Oh wow! Leo schien in ihrem eigenen Saft zu ertrinken. Und Ben dachte: «Ich bin rattenscharf auf diese Frau, ich möchte ihre Möse lecken, ich möchte sie bis zum Vergehen ficken, ich möchte, ich möchte … ich möchte mich in ihr versenken … ich bin momentan schwanzgesteuert, Leonie, tut mir echt leid.»

«Leo?», stöhnte Ben, «ich kann mich nicht mehr sehr lange halten … bin total hungrig nach dir … können wir dein … Doch da hatte Leo Ben bereits in ihren Mund aufgenommen, saugte intensiv an seinem Schwanz und bearbeitete seine Hoden, sodass Ben aufstöhnte.

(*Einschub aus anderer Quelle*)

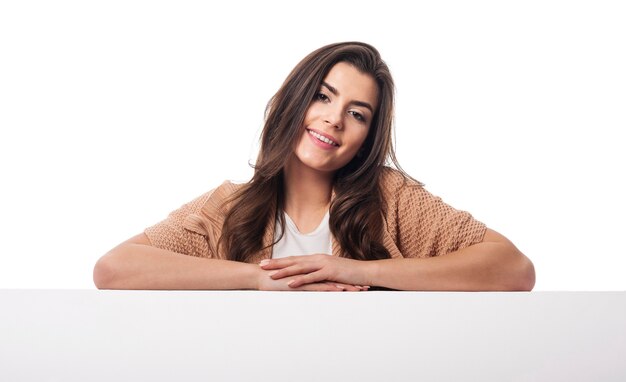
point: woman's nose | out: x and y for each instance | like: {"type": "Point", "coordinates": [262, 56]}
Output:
{"type": "Point", "coordinates": [333, 118]}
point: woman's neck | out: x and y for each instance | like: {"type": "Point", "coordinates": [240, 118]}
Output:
{"type": "Point", "coordinates": [307, 191]}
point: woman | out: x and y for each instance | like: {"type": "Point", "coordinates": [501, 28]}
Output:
{"type": "Point", "coordinates": [321, 188]}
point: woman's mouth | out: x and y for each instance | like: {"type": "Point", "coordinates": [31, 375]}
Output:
{"type": "Point", "coordinates": [322, 138]}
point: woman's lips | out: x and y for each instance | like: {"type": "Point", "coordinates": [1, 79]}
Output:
{"type": "Point", "coordinates": [322, 140]}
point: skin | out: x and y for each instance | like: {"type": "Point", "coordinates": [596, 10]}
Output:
{"type": "Point", "coordinates": [493, 264]}
{"type": "Point", "coordinates": [343, 109]}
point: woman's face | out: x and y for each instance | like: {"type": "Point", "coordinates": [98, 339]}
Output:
{"type": "Point", "coordinates": [338, 120]}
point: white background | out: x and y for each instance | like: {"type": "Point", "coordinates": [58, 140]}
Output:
{"type": "Point", "coordinates": [114, 113]}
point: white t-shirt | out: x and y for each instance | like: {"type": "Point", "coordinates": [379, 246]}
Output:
{"type": "Point", "coordinates": [295, 243]}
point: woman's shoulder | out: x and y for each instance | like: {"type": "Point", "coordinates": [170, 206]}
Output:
{"type": "Point", "coordinates": [393, 180]}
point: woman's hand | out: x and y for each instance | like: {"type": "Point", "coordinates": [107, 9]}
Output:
{"type": "Point", "coordinates": [301, 271]}
{"type": "Point", "coordinates": [267, 283]}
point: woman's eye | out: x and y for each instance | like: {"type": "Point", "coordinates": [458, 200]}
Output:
{"type": "Point", "coordinates": [321, 97]}
{"type": "Point", "coordinates": [359, 117]}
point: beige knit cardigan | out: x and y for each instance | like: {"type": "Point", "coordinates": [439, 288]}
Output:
{"type": "Point", "coordinates": [418, 224]}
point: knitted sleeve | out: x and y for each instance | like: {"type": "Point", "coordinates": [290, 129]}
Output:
{"type": "Point", "coordinates": [429, 227]}
{"type": "Point", "coordinates": [170, 233]}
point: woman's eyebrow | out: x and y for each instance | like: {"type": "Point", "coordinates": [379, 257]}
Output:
{"type": "Point", "coordinates": [357, 103]}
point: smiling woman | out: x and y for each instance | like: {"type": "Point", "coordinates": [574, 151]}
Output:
{"type": "Point", "coordinates": [327, 209]}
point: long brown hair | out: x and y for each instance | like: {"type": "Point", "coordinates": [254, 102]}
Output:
{"type": "Point", "coordinates": [356, 212]}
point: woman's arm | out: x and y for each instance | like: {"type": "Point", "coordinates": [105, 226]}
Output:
{"type": "Point", "coordinates": [493, 264]}
{"type": "Point", "coordinates": [135, 264]}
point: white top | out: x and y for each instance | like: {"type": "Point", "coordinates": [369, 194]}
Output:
{"type": "Point", "coordinates": [295, 243]}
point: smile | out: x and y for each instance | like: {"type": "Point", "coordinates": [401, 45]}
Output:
{"type": "Point", "coordinates": [323, 138]}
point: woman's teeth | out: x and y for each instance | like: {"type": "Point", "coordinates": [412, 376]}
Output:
{"type": "Point", "coordinates": [322, 138]}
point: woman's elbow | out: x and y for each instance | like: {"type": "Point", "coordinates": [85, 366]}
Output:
{"type": "Point", "coordinates": [524, 274]}
{"type": "Point", "coordinates": [104, 272]}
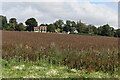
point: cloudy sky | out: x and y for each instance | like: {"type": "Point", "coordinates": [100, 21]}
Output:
{"type": "Point", "coordinates": [89, 11]}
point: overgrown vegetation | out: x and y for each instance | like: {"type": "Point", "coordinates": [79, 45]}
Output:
{"type": "Point", "coordinates": [89, 63]}
{"type": "Point", "coordinates": [60, 27]}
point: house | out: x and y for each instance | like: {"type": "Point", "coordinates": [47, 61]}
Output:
{"type": "Point", "coordinates": [40, 29]}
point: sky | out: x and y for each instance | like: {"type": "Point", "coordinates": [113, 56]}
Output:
{"type": "Point", "coordinates": [92, 12]}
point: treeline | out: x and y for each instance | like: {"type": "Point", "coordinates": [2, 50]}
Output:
{"type": "Point", "coordinates": [60, 26]}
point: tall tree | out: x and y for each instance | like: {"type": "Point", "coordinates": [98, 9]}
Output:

«Oh ja Baby, genauso so … mach weiter … mach weiter … aaaahhhh!

Ben war gekommen, und Leo schaute ihn grinsend an. «Na das war aber sehr dringlich.»

«Und wie?», meinte Ben, der seine Finger bereits erneut in Leonies Möse versenken wollte. Leo wollte zwar gern ihren Hintern bedient haben, doch das wollte wiederum Ben nicht. «Deine Möse ist so feucht, ich möchte sie vögeln, bis dass ich vergehe vor Lust. Bitte Leo, lass mich … lass mich dir Lust zuführen. Du hast mich extrem angemacht, hast mich nicht weggestoßen, als ich dir sagte, dass mein Vater Särge herstellt. Jede Tusse hat mich bis jetzt weggeschubst, mich als Freak betrachtet und mich als Frankensteins Sohn deklariert.»

Das allerdings tat Leonie gewiss nicht, sie hatte eine gesunde Portion Fantasie in sich und nein, als Freak würde sie Ben nie bezeichnen.

«Bitte, lass mich dir zeigen, ich lecke dich, ich küsse dich, ich führe deine Labien in meinen Mund ein, sauge daran, bis dass sie zu doppelter Größe angeschwollen sind – oh Leo, bitte!»

«Uuh!», entrang es sich Leo, «da sag ich doch mal nicht nein» und Ben spürte, dass er heute guten Sex haben würde, Leo war so entspannt wie selten.

Er hatte es nicht eilig, er war ja bereits einmal gekommen und so steckte er mehrere Finger in Leos Lustzentrum hinein, spürte dieser warmen, feuchten Wärme nach, welche ihn gerade an einen warmen Apfelkuchen erinnerte.